Researchers from clinical-stage drug discovery company Insilico Medicine have collaborated with NVIDIA to present a new LLM transformer called “nach0” to solve biological and chemical tasks.
The multi-task LLM was trained on a diverse set of tasks, including natural language understanding, synthetic route prediction, and molecular generation, and works across domains to answer biomedical questions and synthesize new molecules.
nach0 is built on the NVIDIA BioNeMo generative AI platform, enabling training and scaling of drug discovery applications. Specifically, the training was performed using NVIDIA NeMo, an end-to-end platform for developing custom generative AI. The research team leveraged NLP capabilities to train and evaluate the new model's LMs.

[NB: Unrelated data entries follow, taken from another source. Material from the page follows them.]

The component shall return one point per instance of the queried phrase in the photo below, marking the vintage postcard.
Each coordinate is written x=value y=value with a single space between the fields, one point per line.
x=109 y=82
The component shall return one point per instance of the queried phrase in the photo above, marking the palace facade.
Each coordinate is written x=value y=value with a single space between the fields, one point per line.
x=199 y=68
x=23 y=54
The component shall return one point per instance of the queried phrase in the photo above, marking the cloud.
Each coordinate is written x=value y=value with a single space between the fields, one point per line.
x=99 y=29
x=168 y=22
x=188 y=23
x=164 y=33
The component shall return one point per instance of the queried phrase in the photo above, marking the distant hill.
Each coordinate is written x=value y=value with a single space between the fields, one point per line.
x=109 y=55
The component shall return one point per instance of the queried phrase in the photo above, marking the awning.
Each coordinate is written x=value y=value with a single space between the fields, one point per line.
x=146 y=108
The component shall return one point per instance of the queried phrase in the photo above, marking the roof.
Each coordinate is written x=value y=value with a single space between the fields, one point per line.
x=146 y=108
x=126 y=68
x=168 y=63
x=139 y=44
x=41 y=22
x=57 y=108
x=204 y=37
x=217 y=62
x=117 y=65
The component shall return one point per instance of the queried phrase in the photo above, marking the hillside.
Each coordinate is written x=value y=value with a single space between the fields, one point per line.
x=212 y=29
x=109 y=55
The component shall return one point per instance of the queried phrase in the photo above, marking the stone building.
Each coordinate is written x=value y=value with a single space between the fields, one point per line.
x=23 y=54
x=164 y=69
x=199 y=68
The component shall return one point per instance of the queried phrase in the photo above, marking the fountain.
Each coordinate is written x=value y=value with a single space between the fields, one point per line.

Researchers trained nach0 on a dataset of chemical information, including 4.7 billion tokens annotated with special symbols. The dataset comprises 100 million documents from PubMed abstracts and U.S. Patent and Trademark Office descriptions, totaling 355 million tokens from abstracts and 2.9 billion tokens from patents, along with molecular structures using the simplified molecular-input line-entry system (SMILES).
Using this extensive dataset, Nach0 was trained to perform three main tasks: natural language processing, chemistry-related tasks, and cross-domain tasks.
Alex Zhavoronkov, PhD, Founder and CEO of Insilico Medicine, says, “Nach0 represents a step forward in automating drug discovery through natural language prompts."
"Generative AI and LLMs are transforming the landscape of scientific discovery in biology and chemistry," says Rory Kelleher, Global Head of Business Development for Life Sciences at NVIDIA.
When compared with other LLMs used for biomedical understanding, nach0 was found to have distinct advantages when performing molecular tasks using molecular data, and it significantly outperformed ChatGPT.